Calculating Arc Length for Parametric Equations with Simple Integration

[Seraph404]

Homework Statement

x = 1+3t^2
y=3+2t^3
0<= x <=4

Homework Equations

L = integral from a to b of \sqrt{[dx/dt]^2 + [dy/dt]^2} dx

The Attempt at a Solution

dx/dt = 6t
dy/dt = 6t^2

L = integral from 0 to 4 of \sqrt{(6t)^2 +(6t^2)^2} dx
= " \sqrt{36t^2 +36t^4} dx
= " \sqrt{(36)(t^2 +t^4)} dx
= " 6 \sqrt{(t^2)(1 +t^2)} dx
= " 6t \sqrt{1 +t^2} dx

let u = 1+t^2
du = 2tdt
1/2 du = tdt

= " 3 (u)^(1/2)du
= 3(2/3) [ u^(3/2)] from 0 to 4
= 2[(1+t^2)^(3/2)] from 0 to 4
= 2[(17)^(3/2)-1]

Is that correct? Just want to make sure.

 

[berkeman]

One way you can check is to use an integral table (like the CRC math tables) to check the integration directly. I think the integral on this page:

http://en.wikipedia.org/wiki/List_of_integrals_of_irrational_functions

with the form x * r may match what you are trying to integrate. Does it give you the same answer?

 

[Seraph404]

Haha. I apologize. The question I asked was actually very simple compared to the other topics being posted in this forum.

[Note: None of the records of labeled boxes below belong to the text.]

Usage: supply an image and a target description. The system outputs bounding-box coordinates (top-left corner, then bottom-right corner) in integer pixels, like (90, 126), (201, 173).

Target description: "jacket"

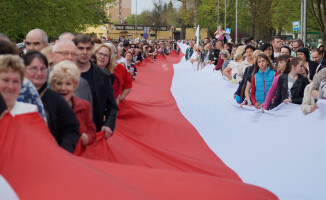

(72, 96), (96, 144)
(185, 47), (194, 60)
(251, 67), (277, 105)
(209, 49), (220, 65)
(271, 74), (309, 109)
(87, 62), (118, 131)
(234, 65), (254, 101)
(38, 82), (79, 153)
(308, 61), (318, 80)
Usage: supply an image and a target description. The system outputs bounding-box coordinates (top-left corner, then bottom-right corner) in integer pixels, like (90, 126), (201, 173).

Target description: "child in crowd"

(271, 57), (309, 109)
(262, 54), (291, 112)
(251, 54), (277, 109)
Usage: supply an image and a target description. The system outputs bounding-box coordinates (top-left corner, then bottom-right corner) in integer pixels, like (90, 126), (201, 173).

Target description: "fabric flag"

(0, 49), (277, 200)
(171, 43), (326, 200)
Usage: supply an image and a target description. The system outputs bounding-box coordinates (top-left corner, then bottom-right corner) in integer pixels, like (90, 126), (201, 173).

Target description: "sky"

(131, 0), (179, 14)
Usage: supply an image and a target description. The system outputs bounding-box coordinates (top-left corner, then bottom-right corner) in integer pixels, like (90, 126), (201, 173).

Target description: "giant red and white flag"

(0, 45), (323, 199)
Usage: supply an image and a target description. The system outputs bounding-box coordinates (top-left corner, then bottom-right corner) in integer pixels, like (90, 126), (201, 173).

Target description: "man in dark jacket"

(73, 34), (118, 137)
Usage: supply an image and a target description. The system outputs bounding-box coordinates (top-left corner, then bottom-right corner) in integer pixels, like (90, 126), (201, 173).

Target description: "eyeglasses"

(96, 52), (110, 58)
(26, 67), (48, 74)
(54, 51), (77, 57)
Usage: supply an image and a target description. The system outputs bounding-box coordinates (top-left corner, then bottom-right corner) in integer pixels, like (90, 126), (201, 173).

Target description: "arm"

(102, 76), (118, 137)
(301, 83), (315, 115)
(234, 68), (248, 96)
(120, 88), (131, 102)
(223, 65), (232, 80)
(292, 77), (309, 104)
(56, 96), (79, 153)
(245, 81), (252, 106)
(271, 76), (283, 109)
(82, 104), (96, 145)
(250, 75), (258, 105)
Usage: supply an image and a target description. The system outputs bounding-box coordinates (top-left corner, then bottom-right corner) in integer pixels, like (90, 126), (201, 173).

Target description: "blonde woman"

(49, 60), (96, 146)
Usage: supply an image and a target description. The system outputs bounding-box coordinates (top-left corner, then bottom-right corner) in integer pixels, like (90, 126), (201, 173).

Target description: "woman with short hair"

(0, 54), (37, 116)
(24, 51), (79, 153)
(49, 60), (96, 146)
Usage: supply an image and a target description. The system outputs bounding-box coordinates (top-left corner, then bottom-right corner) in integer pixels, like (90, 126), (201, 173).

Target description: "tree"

(271, 0), (301, 35)
(0, 0), (114, 40)
(309, 0), (326, 45)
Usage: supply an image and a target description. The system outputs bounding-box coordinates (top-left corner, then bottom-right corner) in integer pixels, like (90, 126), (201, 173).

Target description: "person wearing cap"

(297, 47), (318, 80)
(16, 42), (25, 57)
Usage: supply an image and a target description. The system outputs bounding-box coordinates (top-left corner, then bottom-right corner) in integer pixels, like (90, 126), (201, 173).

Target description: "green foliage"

(0, 0), (113, 39)
(271, 0), (301, 34)
(198, 0), (251, 36)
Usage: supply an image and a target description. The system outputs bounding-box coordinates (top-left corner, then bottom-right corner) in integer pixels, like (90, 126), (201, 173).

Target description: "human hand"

(80, 133), (88, 146)
(101, 126), (113, 138)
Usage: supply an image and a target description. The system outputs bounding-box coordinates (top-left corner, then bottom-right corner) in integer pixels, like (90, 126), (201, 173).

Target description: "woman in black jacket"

(297, 47), (318, 80)
(271, 57), (309, 109)
(24, 51), (79, 153)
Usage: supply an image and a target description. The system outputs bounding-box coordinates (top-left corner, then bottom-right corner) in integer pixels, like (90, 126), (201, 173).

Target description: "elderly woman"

(94, 44), (132, 104)
(0, 54), (37, 116)
(24, 51), (79, 153)
(49, 60), (96, 146)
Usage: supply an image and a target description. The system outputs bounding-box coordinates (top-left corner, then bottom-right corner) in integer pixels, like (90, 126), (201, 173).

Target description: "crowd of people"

(184, 33), (326, 114)
(0, 29), (180, 155)
(0, 28), (326, 153)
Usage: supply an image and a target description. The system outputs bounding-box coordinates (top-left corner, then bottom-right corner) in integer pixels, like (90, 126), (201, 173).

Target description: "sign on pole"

(292, 21), (300, 31)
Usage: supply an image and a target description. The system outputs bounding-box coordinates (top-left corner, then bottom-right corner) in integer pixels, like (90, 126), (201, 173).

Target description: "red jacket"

(72, 96), (96, 145)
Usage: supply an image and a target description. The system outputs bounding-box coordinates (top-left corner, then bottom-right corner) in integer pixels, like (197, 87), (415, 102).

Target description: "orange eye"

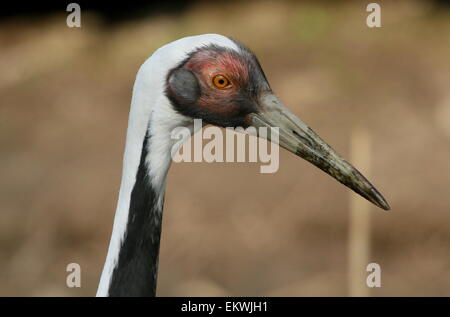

(213, 75), (231, 89)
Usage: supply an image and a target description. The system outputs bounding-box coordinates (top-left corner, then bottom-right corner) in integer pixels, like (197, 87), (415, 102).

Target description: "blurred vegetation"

(0, 1), (450, 296)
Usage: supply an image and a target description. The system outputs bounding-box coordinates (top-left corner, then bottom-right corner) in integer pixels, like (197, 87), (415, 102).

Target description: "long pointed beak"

(249, 93), (390, 210)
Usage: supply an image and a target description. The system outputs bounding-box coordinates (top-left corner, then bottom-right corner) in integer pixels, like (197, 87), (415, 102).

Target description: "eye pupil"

(212, 75), (231, 89)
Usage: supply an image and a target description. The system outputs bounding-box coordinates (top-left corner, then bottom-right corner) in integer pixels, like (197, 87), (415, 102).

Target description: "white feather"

(97, 34), (239, 296)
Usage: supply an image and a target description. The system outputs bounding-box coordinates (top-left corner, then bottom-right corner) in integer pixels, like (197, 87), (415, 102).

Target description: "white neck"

(97, 34), (241, 296)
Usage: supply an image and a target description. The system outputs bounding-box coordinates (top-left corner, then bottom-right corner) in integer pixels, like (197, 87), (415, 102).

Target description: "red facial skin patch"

(184, 50), (249, 115)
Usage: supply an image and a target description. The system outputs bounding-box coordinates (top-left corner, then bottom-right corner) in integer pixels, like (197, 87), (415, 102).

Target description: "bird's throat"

(108, 133), (164, 296)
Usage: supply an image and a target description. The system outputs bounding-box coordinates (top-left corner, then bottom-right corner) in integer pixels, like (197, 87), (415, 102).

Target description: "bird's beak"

(248, 93), (390, 210)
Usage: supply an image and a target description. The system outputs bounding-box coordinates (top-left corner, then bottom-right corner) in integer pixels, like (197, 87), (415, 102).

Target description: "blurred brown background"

(0, 1), (450, 296)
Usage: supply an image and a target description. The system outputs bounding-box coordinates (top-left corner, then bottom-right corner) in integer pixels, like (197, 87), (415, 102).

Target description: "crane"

(97, 34), (390, 296)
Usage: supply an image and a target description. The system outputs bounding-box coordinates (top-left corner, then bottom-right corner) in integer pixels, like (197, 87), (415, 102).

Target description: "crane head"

(165, 35), (390, 210)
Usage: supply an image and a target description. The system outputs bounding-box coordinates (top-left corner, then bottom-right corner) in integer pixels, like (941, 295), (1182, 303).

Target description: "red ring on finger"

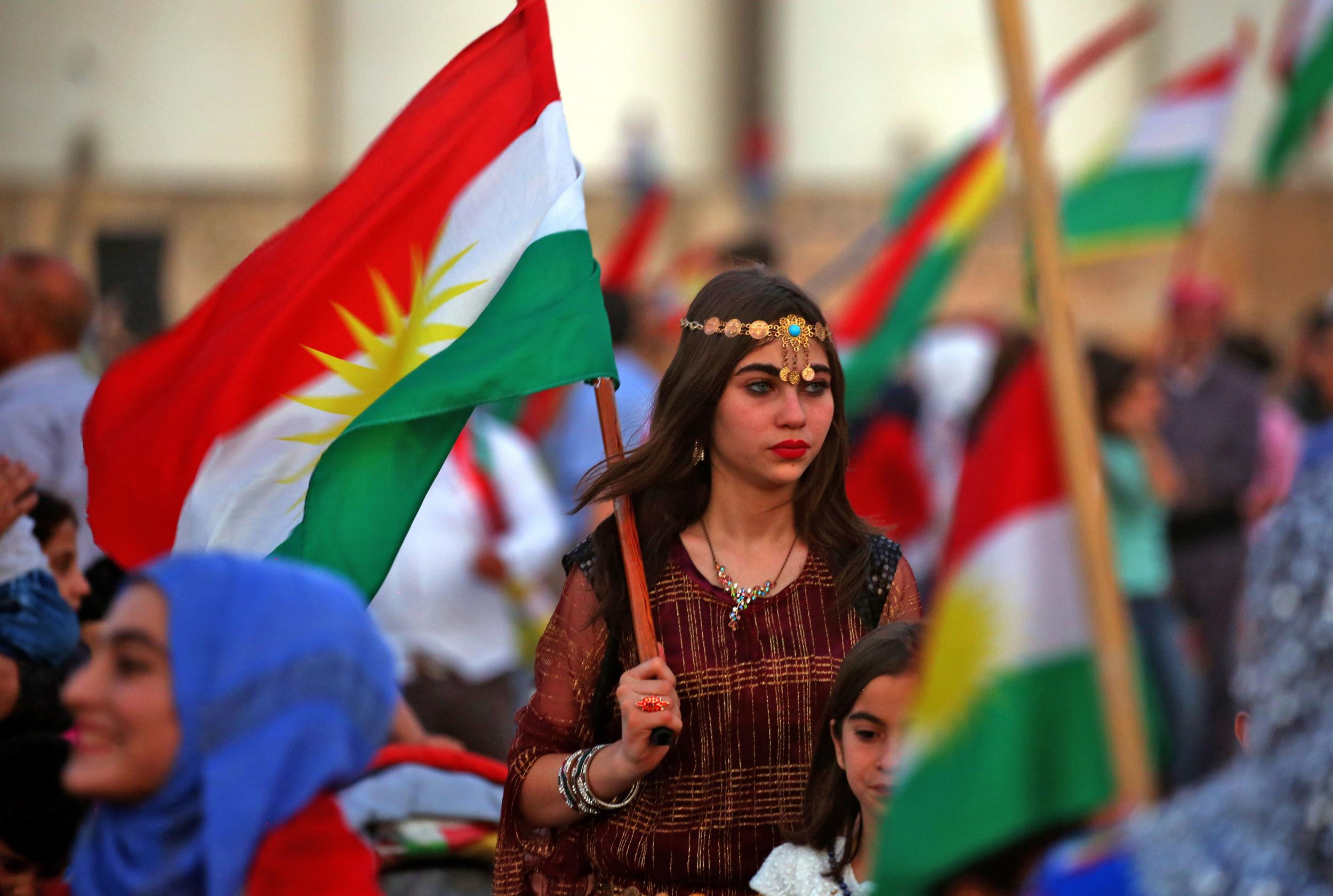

(635, 695), (671, 712)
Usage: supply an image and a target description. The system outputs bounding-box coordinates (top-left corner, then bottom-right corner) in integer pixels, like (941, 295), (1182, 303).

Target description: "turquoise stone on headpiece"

(680, 314), (833, 385)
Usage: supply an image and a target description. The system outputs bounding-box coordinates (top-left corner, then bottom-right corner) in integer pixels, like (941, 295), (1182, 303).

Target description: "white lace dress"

(751, 840), (874, 896)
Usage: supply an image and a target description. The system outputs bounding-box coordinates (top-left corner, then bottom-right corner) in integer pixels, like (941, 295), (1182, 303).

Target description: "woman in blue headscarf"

(64, 555), (397, 896)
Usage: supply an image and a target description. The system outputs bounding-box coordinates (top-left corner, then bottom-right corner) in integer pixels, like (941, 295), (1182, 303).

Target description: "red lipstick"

(769, 439), (810, 460)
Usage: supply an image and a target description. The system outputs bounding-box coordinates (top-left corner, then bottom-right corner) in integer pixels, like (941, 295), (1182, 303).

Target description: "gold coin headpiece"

(680, 314), (833, 385)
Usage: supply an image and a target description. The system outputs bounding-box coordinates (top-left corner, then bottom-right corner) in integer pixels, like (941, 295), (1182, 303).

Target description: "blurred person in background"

(541, 290), (661, 543)
(1301, 301), (1333, 467)
(1162, 280), (1263, 769)
(28, 489), (91, 614)
(0, 456), (83, 737)
(1226, 333), (1305, 540)
(79, 558), (125, 644)
(0, 252), (98, 569)
(64, 555), (399, 896)
(1026, 467), (1333, 896)
(0, 734), (88, 896)
(1088, 348), (1204, 788)
(903, 321), (1000, 593)
(371, 410), (565, 758)
(1288, 293), (1333, 425)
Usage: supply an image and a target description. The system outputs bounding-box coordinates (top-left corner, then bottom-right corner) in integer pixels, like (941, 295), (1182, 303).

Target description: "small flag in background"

(1064, 42), (1247, 260)
(84, 0), (615, 595)
(874, 352), (1113, 893)
(833, 130), (1004, 417)
(1261, 0), (1333, 184)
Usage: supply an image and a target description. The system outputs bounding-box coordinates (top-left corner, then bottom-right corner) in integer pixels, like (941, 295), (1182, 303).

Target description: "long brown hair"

(786, 623), (921, 880)
(576, 265), (873, 644)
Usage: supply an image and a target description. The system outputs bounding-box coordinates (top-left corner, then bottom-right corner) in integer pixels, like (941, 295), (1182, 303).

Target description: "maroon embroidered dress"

(495, 539), (920, 896)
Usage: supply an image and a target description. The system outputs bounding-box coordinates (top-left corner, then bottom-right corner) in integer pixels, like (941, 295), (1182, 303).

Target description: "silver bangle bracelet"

(556, 744), (639, 814)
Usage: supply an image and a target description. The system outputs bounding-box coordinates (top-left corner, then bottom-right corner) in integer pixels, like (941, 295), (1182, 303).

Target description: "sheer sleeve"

(495, 568), (607, 896)
(880, 558), (921, 625)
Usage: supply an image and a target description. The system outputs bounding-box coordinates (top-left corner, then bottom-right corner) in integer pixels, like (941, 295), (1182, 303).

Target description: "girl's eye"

(116, 655), (151, 679)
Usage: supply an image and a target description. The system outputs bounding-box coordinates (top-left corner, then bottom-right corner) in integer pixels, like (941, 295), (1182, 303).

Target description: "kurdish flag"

(84, 0), (615, 595)
(837, 7), (1153, 416)
(874, 352), (1113, 893)
(1263, 0), (1333, 184)
(833, 134), (1004, 416)
(1064, 42), (1245, 260)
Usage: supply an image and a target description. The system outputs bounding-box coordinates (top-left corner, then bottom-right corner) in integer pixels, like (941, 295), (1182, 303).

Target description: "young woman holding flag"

(495, 267), (919, 896)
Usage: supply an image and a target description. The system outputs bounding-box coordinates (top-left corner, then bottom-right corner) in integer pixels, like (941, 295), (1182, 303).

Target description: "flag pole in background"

(992, 0), (1153, 811)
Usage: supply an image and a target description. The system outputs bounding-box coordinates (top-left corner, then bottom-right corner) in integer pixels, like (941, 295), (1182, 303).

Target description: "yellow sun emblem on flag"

(912, 582), (1000, 742)
(277, 236), (487, 490)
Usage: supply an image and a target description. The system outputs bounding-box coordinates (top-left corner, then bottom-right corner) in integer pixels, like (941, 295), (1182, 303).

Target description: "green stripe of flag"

(873, 653), (1113, 893)
(1261, 16), (1333, 184)
(1064, 156), (1208, 253)
(842, 241), (968, 417)
(275, 231), (616, 596)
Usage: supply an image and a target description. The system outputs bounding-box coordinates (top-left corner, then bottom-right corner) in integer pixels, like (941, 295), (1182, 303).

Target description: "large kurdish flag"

(1064, 45), (1245, 260)
(84, 0), (615, 595)
(874, 354), (1113, 893)
(833, 7), (1152, 416)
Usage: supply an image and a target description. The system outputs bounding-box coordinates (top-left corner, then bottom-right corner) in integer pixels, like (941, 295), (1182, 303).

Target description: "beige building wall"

(0, 0), (312, 185)
(775, 0), (1148, 185)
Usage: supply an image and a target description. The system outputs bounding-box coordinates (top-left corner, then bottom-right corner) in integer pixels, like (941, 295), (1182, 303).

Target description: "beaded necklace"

(698, 520), (796, 632)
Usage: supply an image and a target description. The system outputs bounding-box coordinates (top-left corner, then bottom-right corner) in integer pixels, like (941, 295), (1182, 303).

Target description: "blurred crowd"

(7, 237), (1333, 894)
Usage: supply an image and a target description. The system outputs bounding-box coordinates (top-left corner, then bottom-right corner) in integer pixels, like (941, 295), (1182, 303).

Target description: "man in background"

(541, 290), (659, 542)
(0, 252), (99, 569)
(371, 410), (565, 760)
(1162, 280), (1264, 768)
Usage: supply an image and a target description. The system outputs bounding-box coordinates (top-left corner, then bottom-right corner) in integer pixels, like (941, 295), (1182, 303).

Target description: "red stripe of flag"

(833, 133), (996, 343)
(1157, 48), (1237, 100)
(601, 187), (671, 292)
(940, 351), (1065, 582)
(84, 0), (560, 566)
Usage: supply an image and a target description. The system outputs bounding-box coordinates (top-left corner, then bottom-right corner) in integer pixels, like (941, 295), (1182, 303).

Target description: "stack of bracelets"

(556, 744), (639, 814)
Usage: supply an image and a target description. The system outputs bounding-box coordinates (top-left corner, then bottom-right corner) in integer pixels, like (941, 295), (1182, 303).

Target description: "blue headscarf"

(69, 555), (397, 896)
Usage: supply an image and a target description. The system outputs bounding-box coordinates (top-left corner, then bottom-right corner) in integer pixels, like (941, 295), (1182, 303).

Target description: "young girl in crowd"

(64, 555), (397, 896)
(495, 267), (919, 896)
(1088, 348), (1204, 788)
(751, 623), (920, 896)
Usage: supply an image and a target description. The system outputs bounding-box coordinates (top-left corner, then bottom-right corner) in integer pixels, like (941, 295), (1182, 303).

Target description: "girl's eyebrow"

(732, 362), (778, 376)
(847, 709), (885, 728)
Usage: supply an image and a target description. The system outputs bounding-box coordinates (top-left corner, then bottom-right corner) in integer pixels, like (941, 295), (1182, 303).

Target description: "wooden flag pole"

(593, 376), (676, 747)
(992, 0), (1153, 811)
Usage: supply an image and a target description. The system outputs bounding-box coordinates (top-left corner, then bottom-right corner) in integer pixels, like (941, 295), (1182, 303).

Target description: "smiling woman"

(495, 267), (917, 896)
(64, 555), (397, 896)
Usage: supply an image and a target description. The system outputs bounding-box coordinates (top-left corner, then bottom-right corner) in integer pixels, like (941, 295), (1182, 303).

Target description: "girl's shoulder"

(751, 843), (842, 896)
(245, 793), (381, 896)
(856, 535), (903, 629)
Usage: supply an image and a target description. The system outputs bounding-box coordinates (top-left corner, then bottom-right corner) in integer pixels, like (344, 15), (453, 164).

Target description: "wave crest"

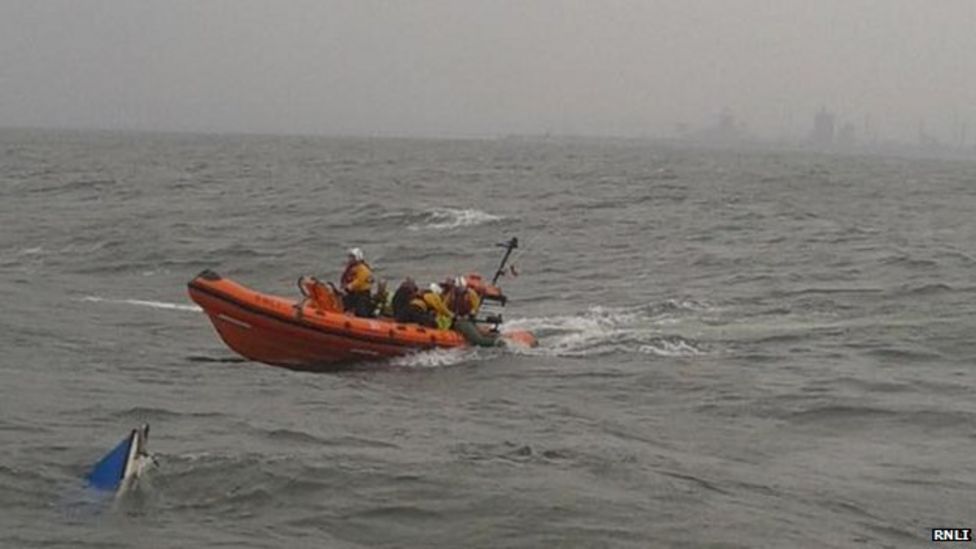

The link you sent me looks like cases in which you would use trig substitution (though, that doesn't seem to be how the problems are worked out). But in the problem above, I'm integrating 6 sqrt(1+t^2) t dt, which is easy. I only ask for confirmation because I'm really bad at catching my own mistakes, and had already messed up on the last few steps of this problem three times before getting what I have now.